When I first met my husband, he attended a small Presbyterian congregation in the neighborhood we lived in at the time. I asked him why he went to that particular church and he said something like, "Because Jesus wants me to love people, so I go where there are people who are hard to love." I blinked at that. Until that moment, I think I had always considered church the place where Christians go to receive comforts and encouragement, rather than the testing ground where they deliberately try to live out the faith. I thought of church as a place to rest, not the place to exercise.


Since then, I have come to see things his way. I have seen a lot of people - maybe most of my Christian friends - cast around for a congregation where they feel at home, a place where the style of worship suits their tastes and the political expressions match their own. They stay until some burr in their experience there gets too uncomfortable, and then they go somewhere else.  Sometimes the reasons are significant and understandable; sometimes they seem petty. But the search for a new church usually means a place where most people are the same age or the same social class. Homogeneity, we learned in Church Growth class in seminary, helps congregations grow.

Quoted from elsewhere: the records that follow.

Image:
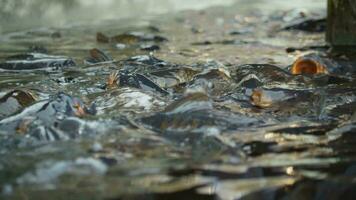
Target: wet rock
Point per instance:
(264, 73)
(47, 113)
(194, 113)
(149, 47)
(47, 173)
(14, 101)
(314, 25)
(287, 102)
(318, 64)
(169, 78)
(128, 99)
(310, 64)
(36, 61)
(146, 60)
(98, 56)
(135, 80)
(130, 38)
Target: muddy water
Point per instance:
(218, 114)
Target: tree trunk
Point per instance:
(341, 29)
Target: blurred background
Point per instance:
(22, 14)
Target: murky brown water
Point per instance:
(218, 116)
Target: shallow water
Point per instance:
(203, 136)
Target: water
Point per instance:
(203, 136)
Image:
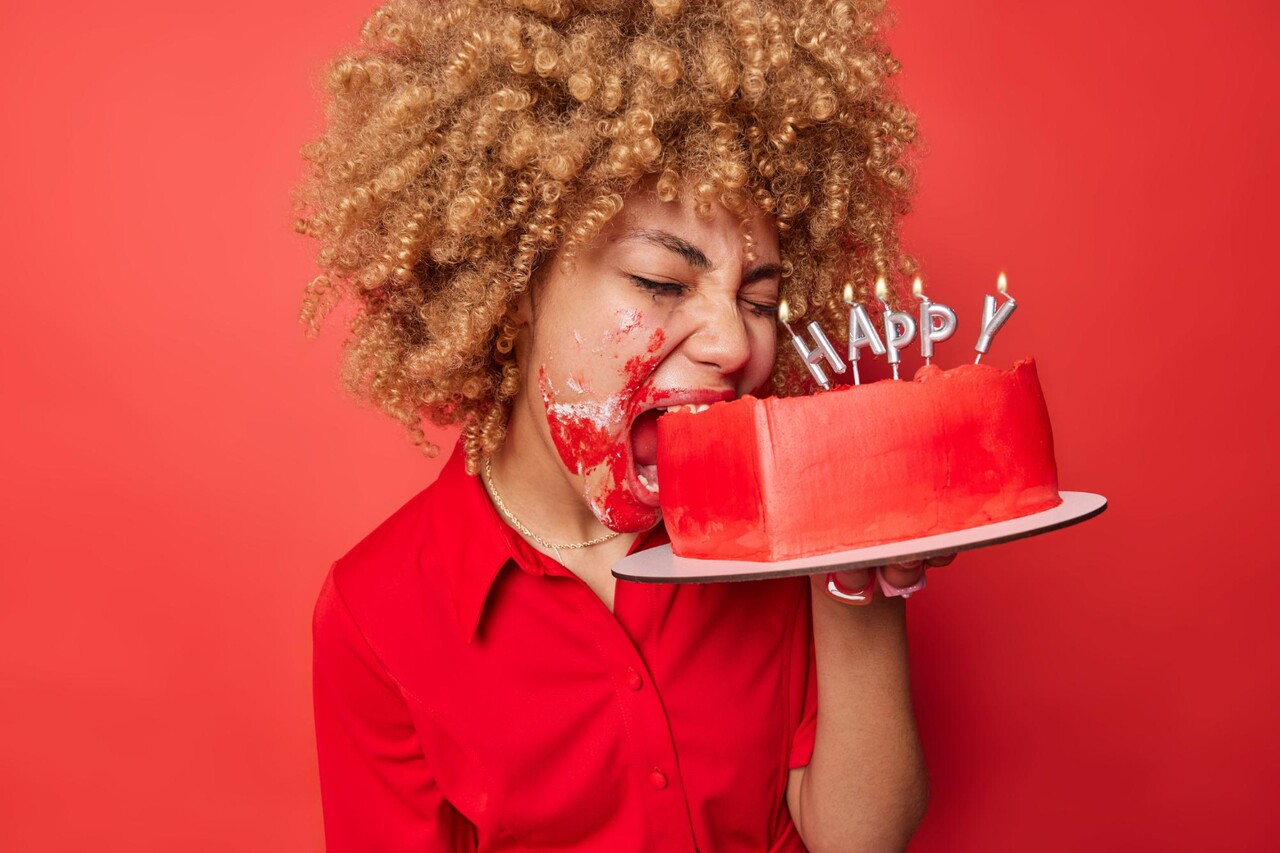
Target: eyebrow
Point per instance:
(695, 256)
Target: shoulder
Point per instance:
(382, 583)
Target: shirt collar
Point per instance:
(469, 541)
(472, 544)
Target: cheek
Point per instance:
(764, 350)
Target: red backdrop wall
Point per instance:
(181, 465)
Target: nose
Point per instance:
(720, 340)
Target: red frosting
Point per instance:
(859, 465)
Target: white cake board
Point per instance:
(659, 565)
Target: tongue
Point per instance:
(644, 438)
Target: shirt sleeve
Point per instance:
(805, 662)
(376, 789)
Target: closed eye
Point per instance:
(659, 288)
(676, 288)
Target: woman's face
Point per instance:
(662, 310)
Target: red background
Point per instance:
(181, 465)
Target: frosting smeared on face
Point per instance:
(593, 436)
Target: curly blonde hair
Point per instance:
(470, 140)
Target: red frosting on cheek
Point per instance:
(589, 433)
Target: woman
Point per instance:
(557, 219)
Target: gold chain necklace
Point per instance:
(515, 521)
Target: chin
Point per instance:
(618, 507)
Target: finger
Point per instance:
(854, 578)
(903, 574)
(839, 585)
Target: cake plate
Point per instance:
(661, 566)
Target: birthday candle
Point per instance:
(992, 319)
(931, 311)
(899, 327)
(816, 355)
(862, 332)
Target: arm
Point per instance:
(865, 787)
(376, 789)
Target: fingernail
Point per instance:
(888, 589)
(849, 596)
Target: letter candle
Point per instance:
(931, 311)
(816, 355)
(894, 338)
(862, 332)
(993, 319)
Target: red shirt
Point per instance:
(474, 694)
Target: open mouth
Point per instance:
(644, 438)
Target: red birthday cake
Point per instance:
(859, 465)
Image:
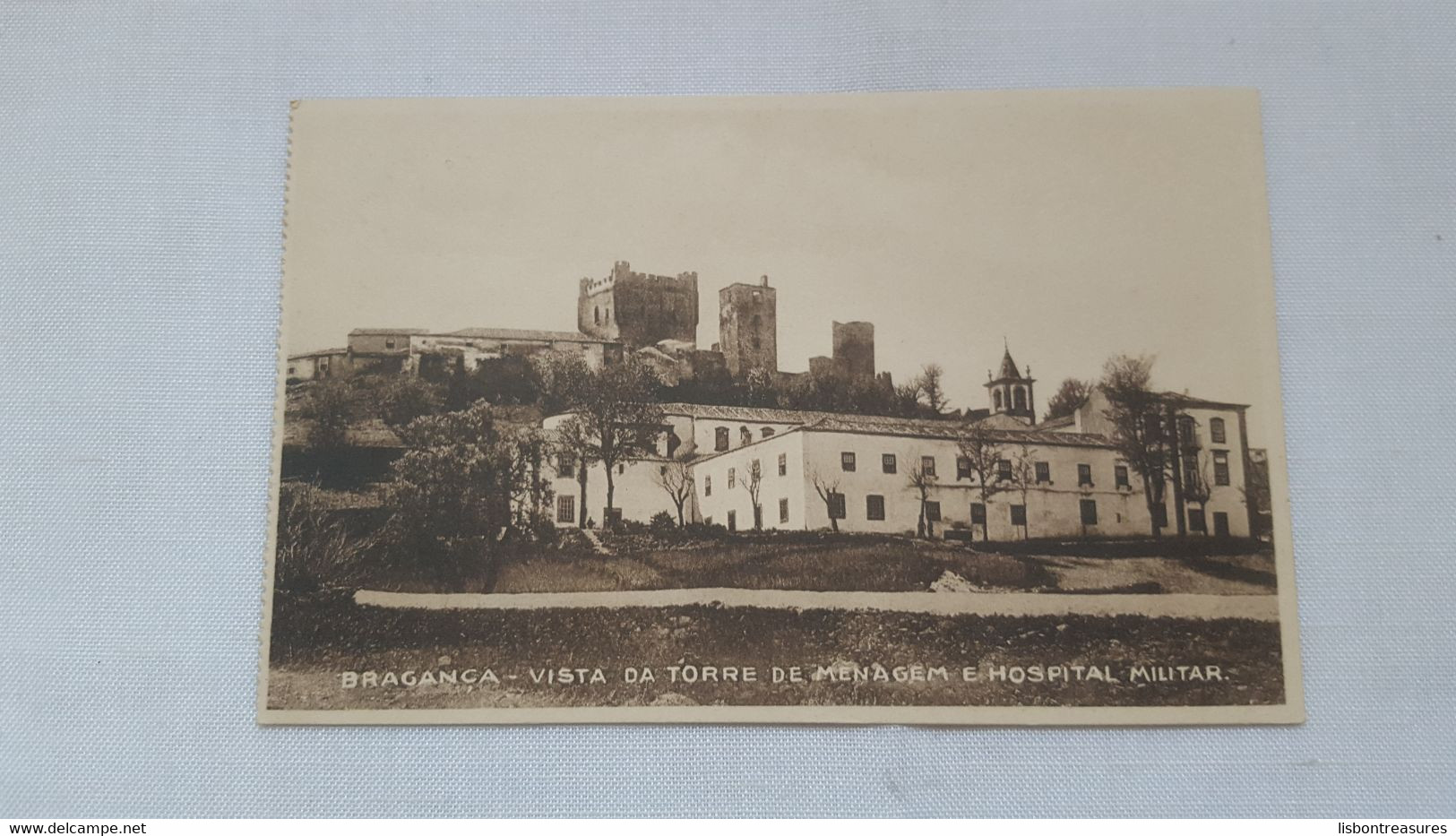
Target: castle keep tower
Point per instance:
(638, 307)
(855, 349)
(749, 326)
(1011, 392)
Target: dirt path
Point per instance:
(1197, 606)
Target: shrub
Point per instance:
(316, 551)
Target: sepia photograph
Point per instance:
(943, 408)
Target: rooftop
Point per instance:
(523, 334)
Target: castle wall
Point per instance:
(747, 326)
(636, 307)
(855, 347)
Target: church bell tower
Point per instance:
(1012, 392)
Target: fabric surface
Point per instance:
(142, 159)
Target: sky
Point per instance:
(1071, 225)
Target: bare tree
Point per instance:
(826, 487)
(575, 443)
(980, 449)
(622, 418)
(1136, 414)
(753, 484)
(1024, 475)
(932, 388)
(922, 482)
(676, 477)
(1071, 396)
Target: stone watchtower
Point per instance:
(1011, 392)
(749, 326)
(855, 349)
(636, 307)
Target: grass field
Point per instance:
(316, 642)
(814, 561)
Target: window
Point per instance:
(836, 505)
(1195, 521)
(1216, 431)
(1190, 465)
(874, 507)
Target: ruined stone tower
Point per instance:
(749, 326)
(855, 349)
(636, 307)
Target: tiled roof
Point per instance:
(761, 414)
(1057, 423)
(319, 353)
(950, 430)
(874, 424)
(1184, 400)
(523, 334)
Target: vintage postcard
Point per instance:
(934, 408)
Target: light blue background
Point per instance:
(142, 163)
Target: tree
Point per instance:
(331, 408)
(405, 398)
(932, 389)
(574, 442)
(978, 446)
(559, 377)
(753, 484)
(1071, 396)
(924, 481)
(676, 478)
(461, 491)
(1136, 414)
(621, 416)
(827, 488)
(1024, 475)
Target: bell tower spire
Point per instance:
(1012, 392)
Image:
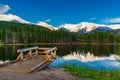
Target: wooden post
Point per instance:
(29, 54)
(36, 53)
(20, 57)
(48, 57)
(52, 54)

One of my own biblical heroes is Tamar, who remained faithful despite years of mistreatment and betrayal from the house of Judah. She has been an example to me for many years of the scandalous faithfulness that God has for me. If I am to show that kind of faithfulness to others, sometimes it has to be hard. 

So I don't want to go to a church where most folks are like me, and everyone "shares the vision."  I don't want to go to a church where everyone is friendly, or even friendly in an introvert-acceptable way. I want a church with cranky old folks and lazy young folks. I want to be where there are stuffy curmudgeons who never crack a smile, and fragile weepers who consider my sarcasm a sin. When I sit down next to an eighty-year-old woman who is mad at the children for squirming as all children do (except for hers fifty years ago, supposedly), a woman who resents the shade of lipstick on the preacher's wife (or the preacher), a woman who firmly believes that she has not been listened to properly for the last thirty years and somehow it is your own personal fault and now she will explain why - when I sit next to that woman at fellowship hour and love her, then I know I have been in church.

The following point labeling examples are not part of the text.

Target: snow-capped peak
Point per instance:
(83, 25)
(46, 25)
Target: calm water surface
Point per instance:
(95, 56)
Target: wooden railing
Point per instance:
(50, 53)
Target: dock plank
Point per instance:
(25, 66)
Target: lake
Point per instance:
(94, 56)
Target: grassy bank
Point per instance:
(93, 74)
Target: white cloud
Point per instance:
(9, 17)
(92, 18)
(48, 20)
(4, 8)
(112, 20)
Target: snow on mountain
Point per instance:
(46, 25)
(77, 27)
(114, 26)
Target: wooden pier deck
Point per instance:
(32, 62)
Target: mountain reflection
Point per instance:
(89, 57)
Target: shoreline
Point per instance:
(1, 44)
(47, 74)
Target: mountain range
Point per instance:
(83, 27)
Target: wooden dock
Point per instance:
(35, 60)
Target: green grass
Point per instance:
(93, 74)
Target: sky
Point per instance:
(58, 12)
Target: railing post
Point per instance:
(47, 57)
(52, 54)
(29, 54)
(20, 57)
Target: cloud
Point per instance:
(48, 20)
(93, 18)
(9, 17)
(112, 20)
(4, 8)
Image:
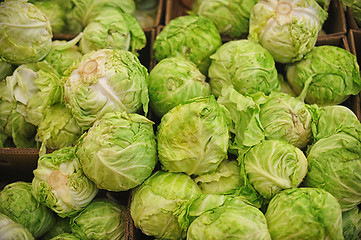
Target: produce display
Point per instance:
(231, 121)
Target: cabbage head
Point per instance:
(231, 17)
(168, 89)
(193, 137)
(119, 151)
(287, 29)
(10, 230)
(113, 29)
(63, 54)
(327, 75)
(335, 119)
(154, 203)
(65, 236)
(245, 65)
(304, 213)
(335, 166)
(287, 118)
(105, 80)
(18, 203)
(234, 219)
(55, 12)
(34, 87)
(83, 12)
(26, 32)
(103, 219)
(193, 37)
(274, 165)
(58, 129)
(60, 183)
(351, 223)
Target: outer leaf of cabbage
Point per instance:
(287, 118)
(154, 203)
(287, 29)
(54, 12)
(105, 80)
(327, 75)
(63, 54)
(243, 118)
(26, 32)
(335, 166)
(335, 119)
(245, 65)
(101, 219)
(11, 230)
(34, 86)
(18, 203)
(192, 37)
(83, 12)
(193, 137)
(119, 152)
(167, 89)
(304, 213)
(230, 16)
(113, 29)
(234, 219)
(274, 165)
(58, 129)
(60, 184)
(351, 224)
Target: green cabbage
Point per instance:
(287, 29)
(26, 32)
(245, 65)
(115, 30)
(327, 75)
(60, 183)
(105, 80)
(304, 213)
(167, 89)
(18, 203)
(335, 166)
(119, 151)
(192, 37)
(193, 137)
(155, 202)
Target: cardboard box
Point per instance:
(333, 26)
(354, 40)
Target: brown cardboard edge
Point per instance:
(354, 37)
(351, 21)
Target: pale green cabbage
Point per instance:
(304, 213)
(60, 183)
(230, 16)
(10, 230)
(103, 219)
(335, 166)
(193, 137)
(327, 75)
(245, 65)
(167, 89)
(113, 29)
(192, 37)
(274, 165)
(105, 80)
(154, 203)
(287, 29)
(26, 32)
(119, 151)
(18, 203)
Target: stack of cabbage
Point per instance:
(252, 138)
(87, 99)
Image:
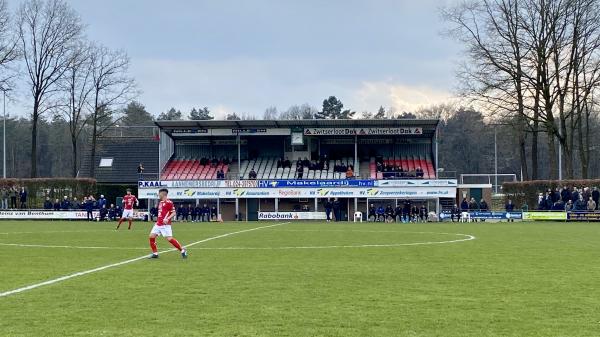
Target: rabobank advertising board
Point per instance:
(316, 183)
(305, 192)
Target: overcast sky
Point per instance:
(245, 56)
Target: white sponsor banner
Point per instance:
(416, 182)
(56, 215)
(150, 184)
(339, 192)
(362, 131)
(231, 132)
(292, 216)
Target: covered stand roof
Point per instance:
(429, 125)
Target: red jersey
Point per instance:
(165, 208)
(128, 201)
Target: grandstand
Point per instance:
(374, 149)
(248, 167)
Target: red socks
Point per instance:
(153, 245)
(175, 244)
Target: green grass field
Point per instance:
(517, 279)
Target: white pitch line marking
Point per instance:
(90, 271)
(468, 237)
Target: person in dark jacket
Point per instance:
(596, 196)
(565, 194)
(337, 209)
(398, 214)
(328, 208)
(509, 207)
(23, 198)
(464, 205)
(103, 213)
(213, 213)
(48, 204)
(372, 213)
(194, 213)
(455, 213)
(423, 213)
(65, 205)
(112, 213)
(89, 208)
(153, 213)
(389, 213)
(380, 214)
(580, 204)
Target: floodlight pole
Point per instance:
(559, 152)
(496, 159)
(4, 134)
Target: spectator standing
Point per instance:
(102, 201)
(372, 213)
(454, 213)
(23, 198)
(580, 204)
(349, 173)
(328, 208)
(65, 205)
(509, 207)
(141, 171)
(112, 213)
(48, 204)
(464, 205)
(89, 208)
(13, 197)
(103, 213)
(591, 204)
(596, 196)
(380, 213)
(5, 197)
(213, 213)
(337, 209)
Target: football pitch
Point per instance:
(301, 279)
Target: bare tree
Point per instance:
(8, 47)
(77, 87)
(48, 31)
(112, 88)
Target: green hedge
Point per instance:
(528, 191)
(55, 188)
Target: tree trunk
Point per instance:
(523, 155)
(34, 121)
(74, 149)
(552, 156)
(93, 149)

Church isn't the place you go to find people who are always nice to you.  Church is not the place where you fit seamlessly, no scratches or pinches, like slipping into a favorite pair of jeans. It's not even the place where you can depend on everybody believing the things you do. Church is a community of people, brought there in the name of Christ (knowingly or not), each with their own flaws and sins and virtues. Church is the wheat and the weeds sown together, awaiting the harvest.

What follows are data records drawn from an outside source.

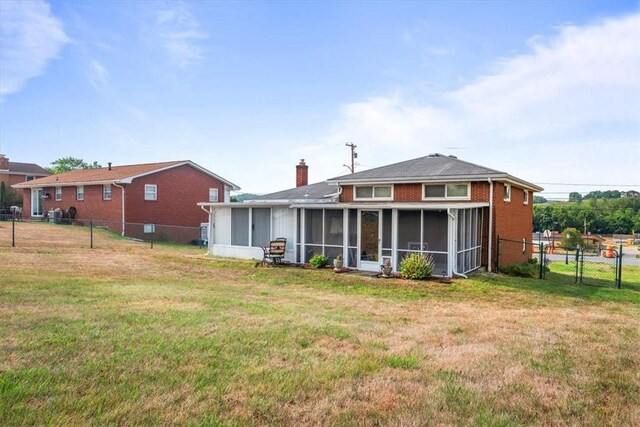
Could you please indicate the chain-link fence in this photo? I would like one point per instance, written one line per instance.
(64, 232)
(562, 263)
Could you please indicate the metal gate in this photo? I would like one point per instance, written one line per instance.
(600, 268)
(575, 265)
(583, 266)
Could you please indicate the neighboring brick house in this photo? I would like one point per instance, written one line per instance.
(155, 193)
(15, 172)
(437, 205)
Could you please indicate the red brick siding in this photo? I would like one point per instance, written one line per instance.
(179, 191)
(93, 207)
(512, 220)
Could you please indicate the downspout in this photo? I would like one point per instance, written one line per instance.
(490, 254)
(453, 270)
(211, 227)
(123, 221)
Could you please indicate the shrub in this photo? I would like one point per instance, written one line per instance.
(416, 266)
(318, 260)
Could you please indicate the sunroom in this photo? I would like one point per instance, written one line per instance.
(366, 236)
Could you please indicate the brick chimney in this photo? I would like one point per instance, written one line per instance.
(302, 174)
(4, 162)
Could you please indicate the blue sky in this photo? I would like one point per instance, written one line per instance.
(547, 91)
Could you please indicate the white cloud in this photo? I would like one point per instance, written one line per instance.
(30, 36)
(98, 75)
(178, 32)
(575, 94)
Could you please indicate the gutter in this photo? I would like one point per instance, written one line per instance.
(123, 192)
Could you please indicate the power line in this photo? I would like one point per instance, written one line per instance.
(592, 185)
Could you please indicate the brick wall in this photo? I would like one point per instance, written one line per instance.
(179, 191)
(93, 207)
(512, 220)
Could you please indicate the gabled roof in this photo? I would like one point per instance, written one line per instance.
(18, 168)
(116, 174)
(317, 191)
(434, 167)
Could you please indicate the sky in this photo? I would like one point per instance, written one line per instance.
(546, 91)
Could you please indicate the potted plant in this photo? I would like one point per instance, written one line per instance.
(338, 263)
(386, 268)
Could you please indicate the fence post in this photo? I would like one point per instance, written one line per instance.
(541, 252)
(619, 262)
(498, 255)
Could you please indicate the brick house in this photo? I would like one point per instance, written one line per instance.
(155, 193)
(437, 205)
(15, 172)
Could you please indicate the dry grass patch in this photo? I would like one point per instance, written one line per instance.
(128, 335)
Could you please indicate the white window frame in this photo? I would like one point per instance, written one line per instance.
(507, 193)
(148, 190)
(213, 195)
(373, 192)
(446, 196)
(106, 192)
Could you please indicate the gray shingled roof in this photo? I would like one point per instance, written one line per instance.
(315, 191)
(28, 169)
(433, 166)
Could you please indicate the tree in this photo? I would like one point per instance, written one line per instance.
(571, 238)
(575, 197)
(66, 164)
(539, 199)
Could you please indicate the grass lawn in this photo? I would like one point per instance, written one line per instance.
(125, 334)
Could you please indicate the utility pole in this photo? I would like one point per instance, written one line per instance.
(354, 156)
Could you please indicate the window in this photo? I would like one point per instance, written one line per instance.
(150, 192)
(213, 194)
(106, 192)
(447, 191)
(507, 192)
(370, 192)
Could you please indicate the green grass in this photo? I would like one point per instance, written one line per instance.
(130, 335)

I show up with grace for the flaws of others, and lean hard on those who have grace for me. I bite my tongue sometimes, I remind myself to speak up others, and even (have mercy upon me, O Lord) accept the occasional hug.

And I hope, in that distant (please God) future when my children have only memories of me, they remember me going to church with kindness for the unkind, patience for the impatient, and love for the unlovely.

And if they don't, may they have the grace to forgive it.